La Première ministre, Elisabeth Borne, avait annoncé la couleur lundi, en amont de la présentation du PLFSS en conseil des ministres. « On peut tous constater qu’ils [les laboratoires pharmaceutiques, NDLR] ont réalisé un chiffre d’affaires important du fait de la crise sanitaire et donc aujourd’hui, je pense que c’est important qu’ils participent à l’effort », avait-elle justifié. Ce préavis n’a pas amorti le choc chez les industriels, qui ne digèrent pas d’être à nouveau présentés comme « les profiteurs du Covid », confie un responsable du secteur. Ils se sentent lésés face à ces mesures qui visent à redresser les comptes de la branche maladie de la Cnam, dont le déficit de 17,8 milliards d’euros en 2022 devrait être ramené à 6,8 milliards en 2023.

« Une politique de destruction de valeur et d’emplois »

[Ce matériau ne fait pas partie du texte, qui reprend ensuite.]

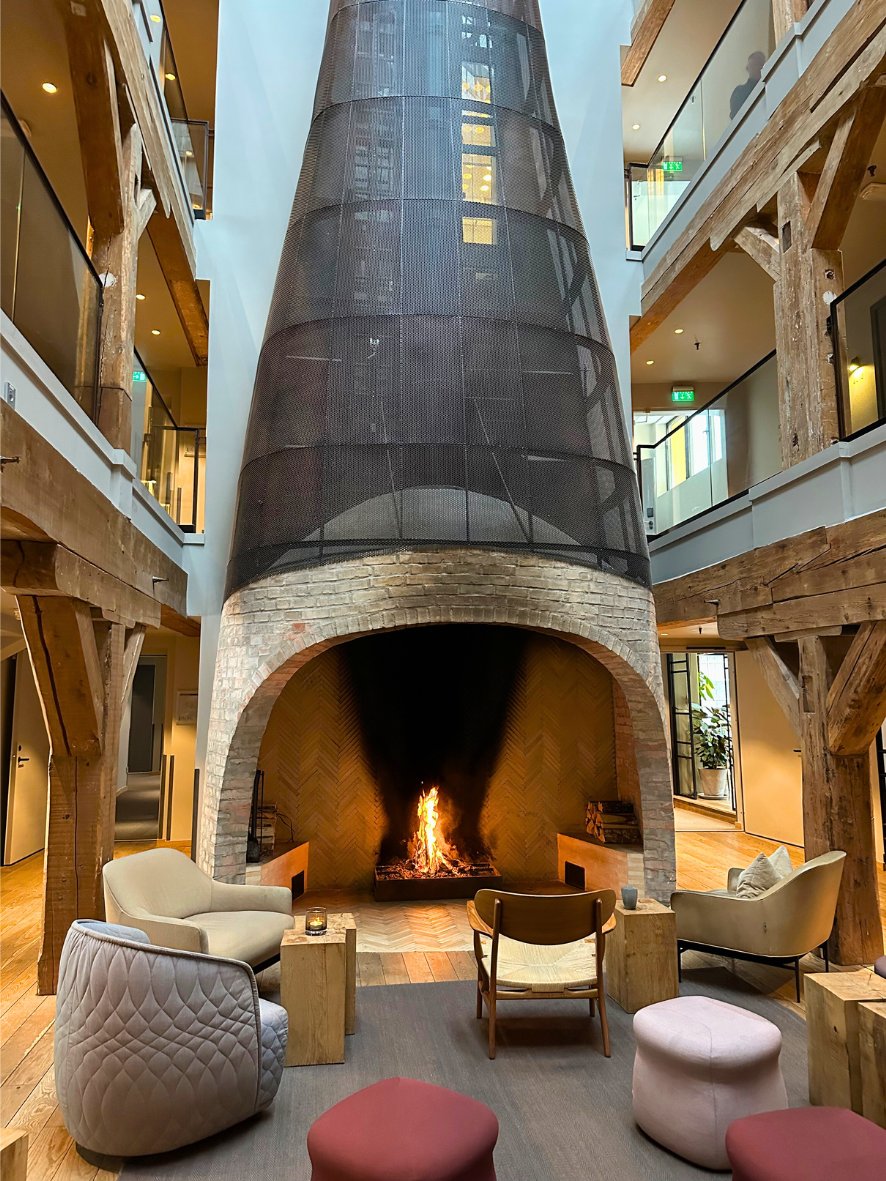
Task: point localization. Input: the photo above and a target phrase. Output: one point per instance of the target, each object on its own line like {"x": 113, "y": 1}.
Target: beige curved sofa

« Ce projet tourne brutalement la page d’un quinquennat de réformes destinées à améliorer non seulement l’attractivité du pays mais surtout à assurer que nos concitoyens aient accès aux innovations et à un approvisionnement stable en médicaments », déplore Thierry Hulot, président du Leem, par ailleurs PDG de Merck en France, cité dans le communiqué. Il en appelle directement à Emmanuel Macron et au gouvernement pour revoir sa copie. Et ainsi, « faire le choix de l’innovation, de l’investissement et de la croissance, plutôt que d’opter pour une politique de destruction de valeur et d’emplois, qui pénalisera à terme la santé des Français ». Le conseil d’administration du Leem tiendra d’ailleurs ce mardi soir une réunion exceptionnelle « pour tirer toutes les conséquences des annonces du gouvernement ». En interne, on n’exclut pas des « décisions fortes » dans l’espoir de faire plier l’exécutif.

L’industrie pharmaceutique fragilisée par l’inflation 

Ces décisions budgétaires interviennent alors que la crise du Covid-19 n’est pas encore terminée et que l’industrie pharmaceutique, comme beaucoup d’autres, est frappée de plein fouet par l’inflation. Les principes actifs ont vu leur prix d’achat augmenter de 31% en moyenne, selon les calculs du Leem, tandis que les excipients (+24%) et les solvants (+77%) ont aussi grimpé. De même pour l’aluminium pour les blisters de comprimés qui lui coûtent 23% de plus en moyenne, ou encore les caisses en carton (+ 262%) et les étiquettes (+14%). « La survie de nombreuses PME qui produisent des médicaments indispensables est en péril », alerte la fédération.